Security has been increased in public places around the UK after a terrorist attack on a pop concert in the city of Manchester.
22 people died and around 60 were seriously injured in a terrorist bombing at the end of a concert by American singer Ariana Grande at the Manchester Arena on Monday night. The bomber died in the blast, and police have arrested another man.
It was the worst terrorist attack in the UK for 12 years, and there have been many messages of support, including from many world leaders and the Queen.
London's police chief says there will be extra armed police officers on the streets for as long as they are needed, and there are safety discussions with organisers of events happening this weekend.
Sarah Cooper, the chief executive of English UK, said: "We are shocked and distressed by this attack on people who were enjoying a night out, and our thoughts are with the families of those involved.
"English UK member centres are serious about protecting our students, and will be carefully monitoring the situation as part of their ongoing risk assessments.
"Our accredited centres have the strictest regulations in the world on looking after under-18s and keeping them safe, and will also be advising adult students and keeping them informed.
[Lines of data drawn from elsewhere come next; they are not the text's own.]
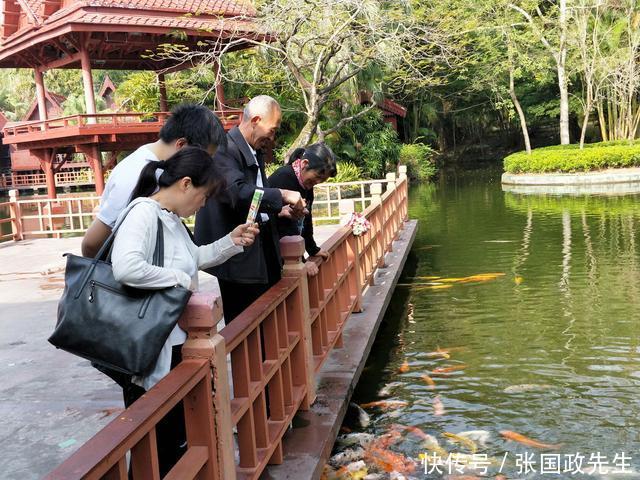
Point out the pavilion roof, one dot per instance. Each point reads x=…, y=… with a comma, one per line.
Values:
x=118, y=32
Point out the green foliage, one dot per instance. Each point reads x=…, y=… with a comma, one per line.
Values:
x=569, y=158
x=374, y=142
x=140, y=92
x=419, y=159
x=347, y=172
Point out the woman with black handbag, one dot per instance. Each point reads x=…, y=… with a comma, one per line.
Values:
x=186, y=180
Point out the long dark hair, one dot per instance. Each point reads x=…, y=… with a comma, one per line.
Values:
x=320, y=157
x=192, y=162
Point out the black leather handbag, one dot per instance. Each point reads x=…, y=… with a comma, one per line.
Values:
x=115, y=326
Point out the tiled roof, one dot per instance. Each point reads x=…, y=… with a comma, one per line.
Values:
x=227, y=8
x=184, y=23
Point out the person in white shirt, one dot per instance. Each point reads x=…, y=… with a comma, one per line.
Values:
x=187, y=179
x=188, y=125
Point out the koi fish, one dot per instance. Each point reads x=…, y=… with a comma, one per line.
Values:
x=346, y=457
x=526, y=387
x=434, y=287
x=385, y=404
x=361, y=439
x=516, y=437
x=438, y=407
x=470, y=444
x=450, y=349
x=441, y=354
x=445, y=370
x=404, y=368
x=480, y=437
x=389, y=461
x=429, y=381
x=388, y=388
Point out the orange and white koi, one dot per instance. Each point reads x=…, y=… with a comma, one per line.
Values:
x=389, y=461
x=404, y=368
x=516, y=437
x=470, y=444
x=429, y=381
x=445, y=370
x=438, y=407
x=385, y=404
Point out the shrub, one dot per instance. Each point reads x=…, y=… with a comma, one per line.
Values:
x=419, y=159
x=569, y=158
x=347, y=172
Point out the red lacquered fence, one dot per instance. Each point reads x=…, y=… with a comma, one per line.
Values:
x=274, y=350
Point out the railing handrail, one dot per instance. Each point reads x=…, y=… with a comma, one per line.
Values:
x=79, y=118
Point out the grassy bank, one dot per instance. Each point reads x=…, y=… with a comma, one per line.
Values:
x=569, y=158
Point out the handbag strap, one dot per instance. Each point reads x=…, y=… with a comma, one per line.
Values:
x=158, y=253
x=107, y=247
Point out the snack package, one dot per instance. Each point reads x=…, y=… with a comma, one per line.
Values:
x=255, y=205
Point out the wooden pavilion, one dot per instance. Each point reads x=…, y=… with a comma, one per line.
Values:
x=111, y=35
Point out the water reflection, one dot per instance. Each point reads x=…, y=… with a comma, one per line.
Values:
x=550, y=350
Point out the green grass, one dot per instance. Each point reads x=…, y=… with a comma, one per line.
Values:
x=569, y=158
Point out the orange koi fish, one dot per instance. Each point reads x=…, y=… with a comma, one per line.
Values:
x=417, y=431
x=441, y=354
x=516, y=437
x=438, y=407
x=385, y=404
x=445, y=370
x=389, y=461
x=404, y=368
x=429, y=381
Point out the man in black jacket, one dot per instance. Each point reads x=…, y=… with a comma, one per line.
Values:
x=248, y=275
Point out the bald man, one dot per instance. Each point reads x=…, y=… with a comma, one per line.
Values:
x=248, y=275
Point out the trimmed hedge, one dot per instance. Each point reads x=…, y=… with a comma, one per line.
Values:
x=419, y=161
x=569, y=158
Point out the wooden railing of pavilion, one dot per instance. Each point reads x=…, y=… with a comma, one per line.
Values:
x=72, y=214
x=300, y=320
x=98, y=123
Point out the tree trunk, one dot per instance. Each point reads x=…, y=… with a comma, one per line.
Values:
x=562, y=76
x=516, y=103
x=564, y=105
x=603, y=122
x=305, y=136
x=585, y=122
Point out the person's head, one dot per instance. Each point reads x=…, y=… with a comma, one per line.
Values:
x=194, y=125
x=318, y=164
x=188, y=178
x=260, y=121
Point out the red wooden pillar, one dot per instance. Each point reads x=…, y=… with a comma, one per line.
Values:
x=42, y=101
x=45, y=157
x=94, y=159
x=162, y=86
x=87, y=80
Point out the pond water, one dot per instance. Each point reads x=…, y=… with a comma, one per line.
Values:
x=544, y=338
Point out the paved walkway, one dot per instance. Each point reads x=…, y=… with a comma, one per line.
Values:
x=51, y=402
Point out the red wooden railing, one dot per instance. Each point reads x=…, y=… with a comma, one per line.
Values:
x=39, y=180
x=129, y=121
x=274, y=347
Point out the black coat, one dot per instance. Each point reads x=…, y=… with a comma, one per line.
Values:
x=223, y=213
x=285, y=177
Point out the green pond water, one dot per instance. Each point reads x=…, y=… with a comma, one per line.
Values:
x=550, y=349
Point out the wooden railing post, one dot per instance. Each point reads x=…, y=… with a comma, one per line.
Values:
x=347, y=207
x=402, y=169
x=16, y=215
x=292, y=251
x=199, y=320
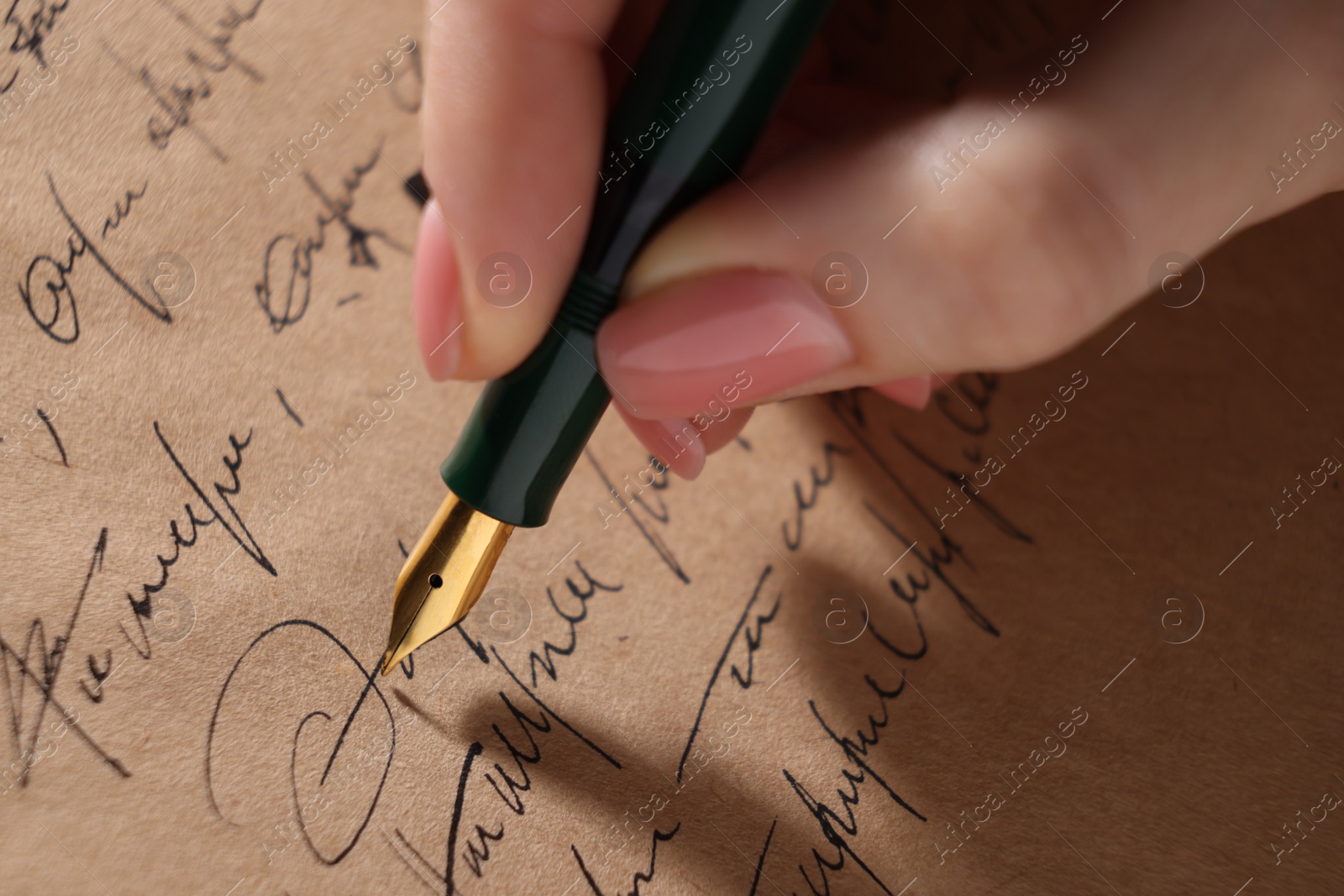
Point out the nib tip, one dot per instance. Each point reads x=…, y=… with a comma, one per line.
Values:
x=444, y=577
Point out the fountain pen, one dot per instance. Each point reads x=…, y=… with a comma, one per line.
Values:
x=702, y=92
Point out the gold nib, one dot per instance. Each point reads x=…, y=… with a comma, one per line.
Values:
x=444, y=577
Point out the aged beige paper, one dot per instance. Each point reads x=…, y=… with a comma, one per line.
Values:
x=1072, y=631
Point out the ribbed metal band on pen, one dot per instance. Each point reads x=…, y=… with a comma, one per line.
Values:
x=588, y=302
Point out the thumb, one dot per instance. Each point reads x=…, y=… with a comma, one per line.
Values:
x=992, y=234
x=512, y=123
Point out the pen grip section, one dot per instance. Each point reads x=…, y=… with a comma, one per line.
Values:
x=530, y=426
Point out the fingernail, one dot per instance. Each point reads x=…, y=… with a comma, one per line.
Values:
x=437, y=295
x=913, y=392
x=675, y=443
x=736, y=338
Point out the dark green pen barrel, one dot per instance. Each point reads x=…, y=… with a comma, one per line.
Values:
x=702, y=93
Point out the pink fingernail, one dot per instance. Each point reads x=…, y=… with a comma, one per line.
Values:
x=913, y=392
x=736, y=338
x=437, y=296
x=675, y=443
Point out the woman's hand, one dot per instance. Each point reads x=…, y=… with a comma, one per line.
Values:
x=867, y=244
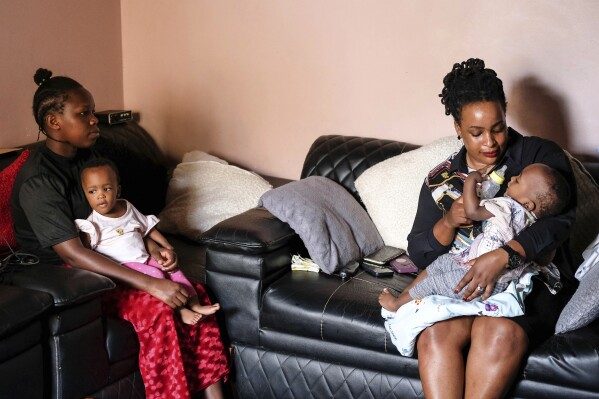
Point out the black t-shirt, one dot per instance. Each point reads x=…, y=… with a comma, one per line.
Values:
x=547, y=233
x=46, y=199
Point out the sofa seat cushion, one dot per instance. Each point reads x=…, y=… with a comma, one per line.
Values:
x=568, y=360
x=327, y=308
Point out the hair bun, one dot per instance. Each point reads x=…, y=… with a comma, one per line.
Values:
x=41, y=75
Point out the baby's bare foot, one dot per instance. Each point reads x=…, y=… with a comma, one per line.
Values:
x=189, y=316
x=205, y=309
x=388, y=301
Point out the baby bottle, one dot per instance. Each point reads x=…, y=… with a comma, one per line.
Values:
x=490, y=186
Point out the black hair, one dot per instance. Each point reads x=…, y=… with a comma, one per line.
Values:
x=51, y=94
x=470, y=82
x=553, y=198
x=99, y=162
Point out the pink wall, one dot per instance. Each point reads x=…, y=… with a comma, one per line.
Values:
x=80, y=39
x=256, y=82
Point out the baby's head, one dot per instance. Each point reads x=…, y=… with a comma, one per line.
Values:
x=540, y=189
x=101, y=184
We would like to reassure students, their families, and agents that in general the UK is a very safe destination."
The concert's audience included many families and teenagers, and ordinary people in Manchester helped them by sheltering them in their homes and hotels, or by driving them home. Many taxi drivers worked free during the night.
Andy Burnham, the Greater Manchester mayor, thanked the emergency services for their work and added: "I wanted to thank the people of Manchester. Even in the minutes after the attack, they opened their doors to strangers and drove them away from danger. "They gave the best possible immediate response to those who seek to divide us and it will be that spirit of Manchester that will prevail and hold us together."